Na porteira do capinzal ele viu quando chegou Zilene vindo ele não sabe de onde. Talvez viesse da Feira do Paço. Talvez, não. O que ela queria naquele sitio cheio de cana caiana, de duas mangueiras de manga rosa e de capim elefante, ele não sabia dizer. Ele apenas olhou a moça de seus 20 anos, mais ou menos. A porteira se fechou como se fosse automática, pois ao bater num tronco de árvore a engrenagem fazia o sentido inverso. A moça caminhou sorridente, entre matas de cana e de capim. Ela foi logo dizendo, sem que Jubal entendesse de coisa alguma.

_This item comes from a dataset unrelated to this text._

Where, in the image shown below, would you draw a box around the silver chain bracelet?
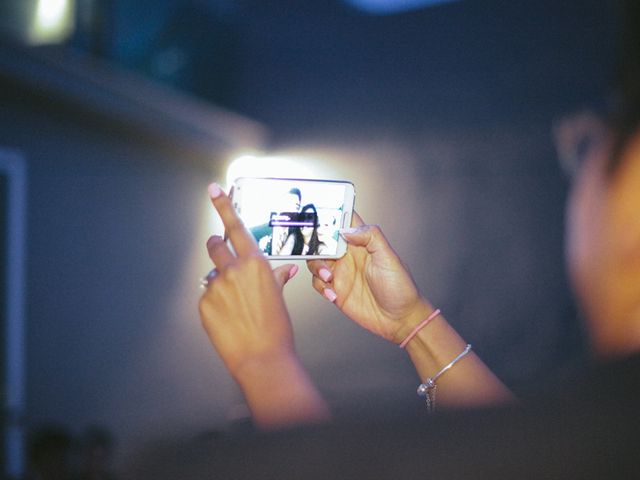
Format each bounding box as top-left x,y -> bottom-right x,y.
418,343 -> 471,413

--- Você está sujo? Por quê? – perguntou Zilene com voz sorridente.
--- É o trabalho. Eu mudo de roupa para trabalhar. E o que você procura? – indagou Jubal de imediato.
--- Nada. Só vim aqui. O tempo está é quente, não está? – indagou a moça se aquietando no banco que Jubal havia feito.
--- É. Tudo está quente esta hora. Nem sopra um vento sequer. E você, o que quer? – perguntou Jubal com um leve sorriso.
--- Nada não. Já te disse. Vim só olhar como você trabalha. Posso? – indagou Zilene com leve sorriso.
--- Pode. Eu estou trabalhando no cortar de capim. Vim aqui tomar água. Então vi você chegando e esperei para saber o que era. Se não é nada, então eu posso sair para o capinzal. Se você quiser pode vir também. – falou Jubal já arrumando o facão de cortar capim que ele havia amolado certo tempo atrás.
--- Posso mesmo? Mas tem é mato aqui. Mato muito. – delirou a moça se acostumando ao recinto onde ela estava.
--- Não é mato. É capim. Mato tem nos morros que rodeiam a cidade. – respondeu Jubal de certo modo inquieto.
--- Como você aprendeu a plantar esse mato? – perguntou Zilene de modo atrevido.
--- Não é mato. É capim. E eu aprendi desde menino na fazenda onde eu trabalhava. – respondeu Jubal procurando se desvencilhar da conversa fria.
--- Ah bom. Quer dizer que você trabalha com esse negocio há muito tempo mesmo? – perguntou Zilene como querendo fazer fita.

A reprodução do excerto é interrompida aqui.